Adil Hacıömeroğlu yazdı...
Ülkemizde, sözde demokrasi ve özgürlüğü savunan kimileri yanıp tutuşmaktalar HDP/PKK için. HDP’ye, bölücülük yaptığı söylenince ayaklanıyor bu Amerikancı demokratlar.
“Siz, demokrasiden yana değil misiniz? Bu parti altı milyon aldı.”
“HDP kapatılsın. Bölücülerin TBMM’de ne işi var?” dediğinizde yine özgürlük, demokrasi söylevleri başlıyor.
“Kürtlerin TBMM’de temsil edilmesini istemiyor musunuz? Kürtlerin oyu ne olacak?
Yukarıdaki yanıtları verenlerin çoğu okumuş, yazmış adamlar… Ettikleri büyük büyük sözlere bakınca konuştukları konunun uzmanı sanırsınız bu kişileri. Bizim anayasamız, seçim ve siyasal partiler yasalarımız etnik kökenlere göre oy vermeyi serbest kılıyor mu? Ya da oylar sayılırken sandıktan çıkan oyların üzerinde "Bu Kürt oyudur.” diye bir yazı var mı? Yok…
Peki, partilere verilen oyların hangi etnik kökenli yurttaşların verdikleri belli mi? Değil… Eğer belliyse seçimler, gizli oyla yapılmıyor demektir.
Yurttaşlarımız, kişisel eğilimleri gereği farklı siyasal partilere oy vermekteler. Genel seçimler öncesi özellikle bazı CHP’lilerin HDP’ye baraj aşırmak için “Her aileden bir oy HDP’ye.” söylemlerini sık sık işittik. Demek ki Kürt kökenli olmayan birçok kişinin HDP’ye oy verdiği herkesçe bilinmekte. Ayrıca Kürt kökenli yurttaşlarımızın büyük çoğunluğunun HDP’ye oy vermediği de bir gerçek. Ancak HDP’ye oy verenler Kürt sayılırken HDP’ye oy vermeyenler Kürt sayılmamakta. Bundan da anlaşılıyor ki ABD yapımı bazı özgürlükçü demokratlara göre Kürt olmanın koşulu HDP’ye oy, PKK’ya destek vermek. Özgürlükçülüğe, demokratlığa bakın!

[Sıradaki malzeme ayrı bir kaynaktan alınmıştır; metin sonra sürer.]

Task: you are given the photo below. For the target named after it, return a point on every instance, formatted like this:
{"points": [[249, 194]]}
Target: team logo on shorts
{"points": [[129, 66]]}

Malum, korona günlerindeyiz. Ekmek aslanın ağzında… Karantina günlerinde birçok kişi işinden oldu. İşi olanlar çok şanslı… Virüs biraz gerileyince toplumda rahatlama oldu. Birçok kişi, çalışmaya başladı.
Van’ın Çatak İlçesinde yol işçileri de 9 Temmuz 2020 günü işbaşındaydılar. Bir tek amaçları vardı, evlerine ekmek götürmek… Evine ekmek götürmek için yol yapımında çalışan işçiler PKK’ca öldürüldü. Üstelik o yapılan yol kim için? Vanlılar, Çataklılar için… Onların uygarca yaşamaları için…
Peki, bu işçiler Kürt değil mi? Onların çalışma, evlerine ekmek götürme hakları yok mu? Olmaz mı hiç? Durum böyleyken bu işçilerin çalışmaları özgürlük ve demokrasinin alanına girmez mi? Çalışma özgürlüğü ne tez unutuldu?
Daha önce de Diyarbakır’da ormandan odun toplamaya giden köylüleri öldürmüştü PKK. Bölücü örgüt, eylemlerine başladığı günden itibaren hep Kürt emekçilerinin kanını döktü. İşçileri, köylüleri öldürdü. Kürt yurttaşlarımızın kanını akıttı hep. Buna karşın sözde özgürlükçü demokratlarımız PKK/HDP’yi Kürtlerin temsilcisi görmekteler. Kürtleri öldürüp yok eden bir Kürt temsilcisi...
Kürt emekçilerini öldüren PKK/HDP’ye karşı çıkmak, demokrasi ve özgürlüğü savunan her namuslu insanın görevidir.
Kürtlerin haklarını savunduklarını sanan aymazlara soruyorum. PKK’nın öldürdüğü Kürt emekçileri Kürt değil mi? Değilse neden?